Pushing boundaries: new business models, from digitalization, sustainability and servitization
Such approaches to experimentation can be described as more entrepreneurial - perhaps initially riskier due to the mindset shift - but certainly more rewarding, requiring role-based leadership and proactive engagement across all stakeholders. These are typical patterns observed in start-ups as they strive to make things happen with limited operating barriers and avoiding bureaucratic processes and tools.
For established OEMs, a change in existing practices will certainly imply a change of enterprise architecture and master data structure. For example, complex engineering and manufacturing operations rely on global sourcing networks and agile supply chains vulnerable to external market conditions ranging from inter-industry rivalry to implications from the latest pandemic. Accordingly, new operating models could include the need for collaboration tools to track deliverables, focusing on supplier-customer performance management rather than resource supervision.
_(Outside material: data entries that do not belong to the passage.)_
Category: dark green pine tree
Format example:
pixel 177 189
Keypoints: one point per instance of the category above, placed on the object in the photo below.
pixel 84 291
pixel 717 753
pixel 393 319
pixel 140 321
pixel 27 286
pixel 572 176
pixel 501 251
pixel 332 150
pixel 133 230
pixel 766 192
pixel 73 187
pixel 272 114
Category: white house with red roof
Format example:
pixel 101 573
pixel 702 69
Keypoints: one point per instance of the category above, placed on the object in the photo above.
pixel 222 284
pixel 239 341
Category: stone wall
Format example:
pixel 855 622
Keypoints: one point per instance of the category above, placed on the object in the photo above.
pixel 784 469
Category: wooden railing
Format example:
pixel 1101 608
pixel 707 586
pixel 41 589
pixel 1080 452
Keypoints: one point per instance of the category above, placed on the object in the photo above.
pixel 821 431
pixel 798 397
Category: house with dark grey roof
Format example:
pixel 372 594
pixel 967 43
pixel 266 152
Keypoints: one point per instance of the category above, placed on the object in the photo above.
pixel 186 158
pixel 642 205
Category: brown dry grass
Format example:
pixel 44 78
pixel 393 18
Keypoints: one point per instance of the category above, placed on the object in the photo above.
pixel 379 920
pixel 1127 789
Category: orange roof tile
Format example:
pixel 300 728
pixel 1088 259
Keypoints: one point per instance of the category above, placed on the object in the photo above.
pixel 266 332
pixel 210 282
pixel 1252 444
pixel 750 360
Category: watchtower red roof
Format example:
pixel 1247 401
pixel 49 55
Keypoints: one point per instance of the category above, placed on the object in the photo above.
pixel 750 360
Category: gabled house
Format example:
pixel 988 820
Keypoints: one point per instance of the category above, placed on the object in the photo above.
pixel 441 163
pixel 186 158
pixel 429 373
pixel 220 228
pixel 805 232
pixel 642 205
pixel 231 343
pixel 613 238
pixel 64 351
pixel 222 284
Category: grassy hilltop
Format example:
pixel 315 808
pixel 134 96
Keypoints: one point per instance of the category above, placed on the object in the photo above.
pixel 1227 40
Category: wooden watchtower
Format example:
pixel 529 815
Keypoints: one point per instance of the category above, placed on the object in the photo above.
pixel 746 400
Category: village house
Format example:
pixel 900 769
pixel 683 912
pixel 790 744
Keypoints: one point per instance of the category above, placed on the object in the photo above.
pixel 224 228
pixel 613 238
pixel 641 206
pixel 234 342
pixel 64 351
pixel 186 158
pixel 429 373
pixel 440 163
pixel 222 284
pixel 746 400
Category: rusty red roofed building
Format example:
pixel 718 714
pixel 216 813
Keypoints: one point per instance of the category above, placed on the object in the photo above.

In such context, Hallstedt et al. (2020) highlighted transformational implications to the manufacturing industry from digitalization, sustainability, servitization and their interconnectivity—which directly affects product-service development practices. Such context is illustrated with the following figure, highlighting the underlying convergence of information technology (IT) and operating technology (OT) to ensure reliable data exchange.
Above: Increasing connections between sustainability, digitalization, product-service system, servitization, circularity, Industry 4.0, IoT and information technologies which continue to shape or reshape how engineering and manufacturing organizations operate (image credit: Hallstedt et al., 2020)Finally, these business trends translate into system-centric requirements for data continuity, enterprise integration, change and knowledge management across functions and teams.
What are your thoughts?
References
Hallstedt SI., Isaksson O, Öhrwall Rönnbäck A (2020); The Need for New Product Development Capabilities from Digitalization, Sustainability, and Servitization Trends; Sustainability, 12(23), 10222.
Aghina W, Ahlback K, De Smet A, Lackey G, Lurie M, Murarka M, Handscomb C (2018); The five trademarks of agile organizations; McKinsey.